Particulièrement sensible à l’imprévisibilité de la durée des transports, le secteur du textile, confronté à la congestion des deux ports de l’Océan indien est contraint d’anticiper et donc d’accroître ses stocks de tissus et de divers inputs pour ne pas se retrouver en rupture de stock36. Les coûts additionnels et l’impossibilité de respecter régulièrement les délais de livraison empêchent ce secteur d’attirer les grandes firmes mondiales de l’habillement.

Cette incertitude et ces surcoûts, portés à leur paroxysme lors des violences post-électorales de 2007/837, ont d’ailleurs incité certains professionnels de l’hinterland à se tourner vers le corridor central. Le port de Mombasa a ainsi perdu, en 2011, 18,9 % de cargaisons provenant de la Tanzanie et des autres partenaires de l’EAC au profit de celui de Dar es Salaam38. Mais la capitale économique de la Tanzanie pourrait également être menacée face à l’offensive des ports d’Afrique Australe. Sans une solution appropriée, des pays comme la Zambie, le Malawi ou la région du Katanga (est-RDC) pourraient se diriger vers le Port de Beira (Mozambique) où les prix sont plus abordables et les services efficaces.

Parallèlement à ces limites, les corridors sont également inadaptés aux nouveaux enjeux de la région. En effet la structure logistique actuelle des corridors peine à supporter une croissance du trafic de 23 % entre 2007 et 2011. À ceci s’ajoute l’apparition de nouveaux partenaires, dont le Sud-Soudan, ainsi que le dynamisme des pays enclavés, notamment suite à la découverte de gisements pétroliers en Ouganda, dans les provinces orientales de la RDC et plus récemment autour du lac Turkana, lesquels vont contribuer dans les prochaines années à un développement des échanges de l’ordre de 8% par an.

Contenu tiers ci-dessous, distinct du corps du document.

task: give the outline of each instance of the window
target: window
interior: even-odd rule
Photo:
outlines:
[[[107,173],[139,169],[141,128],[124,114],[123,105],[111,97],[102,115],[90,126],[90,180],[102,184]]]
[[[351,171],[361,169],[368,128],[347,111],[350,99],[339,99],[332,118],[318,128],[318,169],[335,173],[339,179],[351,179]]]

L’acheminement de ces produits pétroliers ainsi que l’électricité des barrages et éventuellement le gaz du sud-ouest de la Tanzanie vient relancer le débat sur les modes de transport.

En tout état de cause, les corridors d’Afrique de l’Est soulèvent de nombreux problèmes auxquels les États membres doivent répondre dans les meilleurs délais afin d’améliorer la compétitivité globale de la zone.